The Talking Stone

Yael Ben-Simon
Trenton Doyle Hancock
Robert Feintuch
Christopher Iseri
Aaron Elvis Jupin
Mernet Larsen
Simphiwe Mbunyuza
Eamon Monaghan
Robyn O’Neil
Christopher Richmond
Clayton Schiff
Benjamin Styer
Kyle Staver
Eleanor Swordy
Emma Webster

June 26 - August 1, 2021

 
 
 

press release
 

Moskowitz Bayse is pleased to present The Talking Stone, an exhibition with works by Yael Ben-Simon, Trenton Doyle Hancock, Robert Feintuch, Christopher Iseri, Aaron Elvis Jupin, Mernet Larsen, Simphiwe Mbunyuza, Eamon Monaghan, Robyn O’Neil, Christopher Richmond, Clayton Schiff, Benjamin Styer, Kyle Staver, Eleanor Swordy, and Emma Webster. The exhibition will be on view from June 26 - August 1, 2021, and will open with a public reception on Saturday, June 26 from 6-8pm.

In Isaac Asimov’s 1955 short story The Talking Stone, from which the exhibition borrows its title, the reader enters a spaceship upon which the characters are set about investigating silicon-based lifeforms–rather than carbon–recently discovered on an asteroid. This simple conceit, which the author stops far short of exploring to its outer edges, nevertheless alludes to the expansive and wildly divergent worlds the author frequently and freely imagined, often in service to terrestrial moral truisms. His charge to the reader, almost always, is to imagine those outer edges. What becomes of the discovered lifeforms after the story ends? What does it all mean to us?

The Talking Stone gathers together works by artists who explore these outer edges as a mandate, which manifests in an enduring impulse to build worlds–often, to define physical, emotional, and intellectual laws or norms–outside of those we can easily categorize as earthen. Spaces and images are recognizable but somehow other; they are familiar enough to enter and participate, but strange enough to offer a wellspring of questions, commentary, and intrigue. Personal inquiry is widened from within, and internal resolutions are variously upheld and overturned. The works speak in self-written codes cracked only by burrowing ever-deeper and wandering around tunnels that inevitably connect–across the exhibition, and across time.

Like Asimov’s parables, each work principally functions on its own–but individual worlds are only as convincing as their respective constituent moments. Here, images clustered form overlapping galaxies; mirrors and portals to and through one another. Artworks’ glancing references themselves become foundational, while skirmishes with reality suggest great distances from it, and inevitable places within it.

Kyle Staver’s paintings and reliefs, for instance, become a domain in which mythology is subversively redefined by eroded power structures and reconsidered gender dynamics. Eamon Monaghan’s sculpture, animation, and film–often combined together into immersive objects and installations–emphasize the absurd interconnectedness of our urbanized lives, vaunting the weird encounters and freaked-out crossovers between what is real, thought, and felt.
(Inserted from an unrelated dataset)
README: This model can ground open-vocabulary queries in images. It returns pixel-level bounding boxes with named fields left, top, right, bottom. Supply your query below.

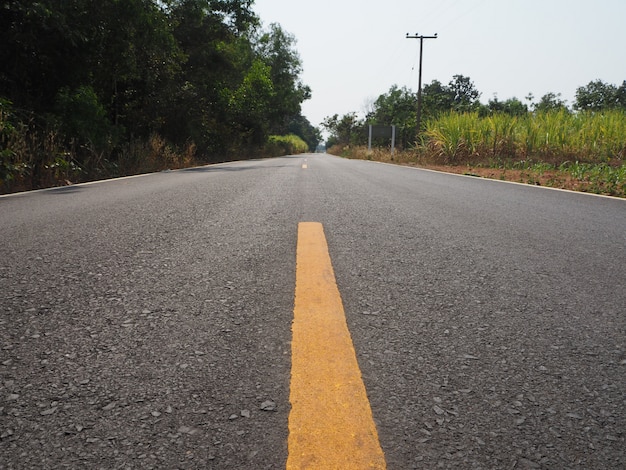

Robert Feintuch presents a space in which the dejected male painter as protagonist is both sovereign and fool, ruling over nothing specific, with elegant absurdity. Benjamin Styer pulls from all corners at once, tapping into a multiverse that continually feeds and informs itself, inviting the viewer to poke around as the map continually swirls, melts, and reconstitutes. Simphiwe Mbunyuza conjures ancestral legends, lost family members, and communal rituals to create an expansive sculptural language and pictorial lexicon specific to both his inherited and lived experience. Drastically different, these worlds share an artist-driven exigency to expand and widen–formally, linguistically, spiritually–as if by some force operating alongside the self. Each feels inevitable; less a creation and more a constant–as if these worlds are not conceived, but rather invoked and channeled.

The ability to conjure the dynamics required to articulate a world, work within it to expand its scope, and clarify its expression tasks each artist with power and responsibility: as opposed to reproducing or even reinterpreting the so-called real world, each artist offers new terms. The latitude to define and enact one’s artistic and ethical values through form has become increasingly central to the overarching project of art in our time. Having moved away from any sort of visible collective goal, artists continue an inward turn toward relentless and self-directed redefinitions of what the role of the artist is, and can be, going forward. As the speed of the everyday continues to accelerate, the ability to capture those many worlds adds layers of purpose and necessity. In the out-there alternatives, marginalia, could’ves, and might-just-be’s, the artists here find unfinished blueprints for imagined pasts, glanced presents, and wildly divergent futures.